L’Apiculture Douce®, une autre manière de travailler avec les abeilles
Catherine Flurin a développé l’Apiculture Douce®, une approche qui va plus loin que l’apiculture biologique en intégrant pleinement le bien-être de l’abeille. Il s’agit d’observer les abeilles, de respecter leur rythme naturel et d’adapter les pratiques à leurs besoins plutôt que de leur imposer systématiquement les nôtres — loin de toute logique productiviste.
Cette exigence permet d’obtenir des matières apicoles d’une grande pureté, à la base de la qualité des préparations Ballot-Flurin. C’est toute la philosophie de Catherine : s’inspirer des abeilles et essayer, comme elles, de faire de l’or sans rien détruire.

Le Yoga des Abeilles, une initiation à l’Apiculture Douce
Le Yoga des Abeilles est justement l’une des meilleures façons de comprendre concrètement cette philosophie.
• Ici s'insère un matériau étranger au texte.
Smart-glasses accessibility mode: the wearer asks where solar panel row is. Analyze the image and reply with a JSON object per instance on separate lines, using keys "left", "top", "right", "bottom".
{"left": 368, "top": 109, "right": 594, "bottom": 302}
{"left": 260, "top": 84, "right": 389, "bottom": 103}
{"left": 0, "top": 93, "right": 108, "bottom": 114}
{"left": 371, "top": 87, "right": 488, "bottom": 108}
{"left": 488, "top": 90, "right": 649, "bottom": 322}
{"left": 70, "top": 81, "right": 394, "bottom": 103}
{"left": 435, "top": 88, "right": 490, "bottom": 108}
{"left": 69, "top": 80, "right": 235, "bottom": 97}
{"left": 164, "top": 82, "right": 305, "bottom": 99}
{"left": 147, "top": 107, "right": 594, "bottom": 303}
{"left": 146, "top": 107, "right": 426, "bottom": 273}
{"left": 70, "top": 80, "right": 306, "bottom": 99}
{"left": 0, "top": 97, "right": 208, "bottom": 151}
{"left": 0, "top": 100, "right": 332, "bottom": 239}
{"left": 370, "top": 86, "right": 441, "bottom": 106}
On entre dans le rucher en vêtements de tous les jours, sans combinaison, sans voile, sans enfumoir, pour apprendre à observer les abeilles, comprendre leur comportement et adapter le nôtre au leur.
Le mot « yoga » signifie l’idée de lien, d’union — c’est exactement l’objectif : remettre les humains en lien avec le peuple des abeilles.
Une pratique déjà bien ancrée chez Ballot-Flurin
Cette pratique fait partie de la culture Ballot-Flurin depuis de nombreuses années, et elle est même proposée à chaque nouveau collaborateur qui rejoint la Ruche. Jessie elle-même y a participé plusieurs fois, notamment en 2016 avec ses deux fils, alors enfants.

« C’est une expérience dont je peux parler aussi personnellement, parce que je l’ai réellement vécue. »
Se préparer, avant tout
Une colonie peut compter plusieurs dizaines de milliers d’abeilles, et un rucher comme celui du Cambasque peut en réunir plusieurs millions. De quoi impressionner — mais l’accompagnement est justement pensé pour désamorcer cette appréhension, à travers plusieurs types d’exercices :
- respiration
- relaxation
- méditation
- lâcher-prise
Ces exercices permettent d’amener progressivement les participants vers un état d’esprit calme et serein.
« Le but n’est absolument pas de réaliser un exploit ou de prouver qu’on n’a pas peur, précise Jessie. Au contraire, on apprend à ralentir, à observer, à écouter ce qui se passe autour de soi. Et chacun va à son rythme… mais surtout au rythme des abeilles. »
Le contact avec les abeilles
Lorsque les participants le souhaitent, un peu de miel ou d’eau miellée déposé sur la peau — mains, jambes, parfois jusqu’au visage — attire naturellement les abeilles, qui peuvent venir s’y poser par dizaines, voire par centaines. Rien n’est obligatoire : chacun choisit jusqu’où il souhaite aller.

« Ce qui est très particulier, ce sont leurs vibrations, raconte Jessie. C’est difficile à expliquer tant qu’on ne l’a pas vécu : on ressent sur la peau toutes ces petites vibrations, et cela procure une sensation extrêmement relaxante et apaisante. »
Une parenthèse de reconnexion
« Pendant quelques heures, on se coupe des écrans, du téléphone, de toutes les sollicitations, confie Jessie. Il n’y a plus que vous, la nature, le rucher et les abeilles. C’est un moment de reconnexion à la nature, mais aussi, quelque part, de reconnexion à soi-même. »
En résumé
Chez Ballot-Flurin, tout commence par l’abeille. Le Yoga des Abeilles permet de revenir à cette origine : créer un lien avec elle, apprendre à respecter son rythme, et peut-être s’inspirer un peu de sa façon d’être au monde — car c’est ce que Catherine transmet depuis plus de 40 ans : essayer, comme les abeilles, de faire de l’or sans rien détruire.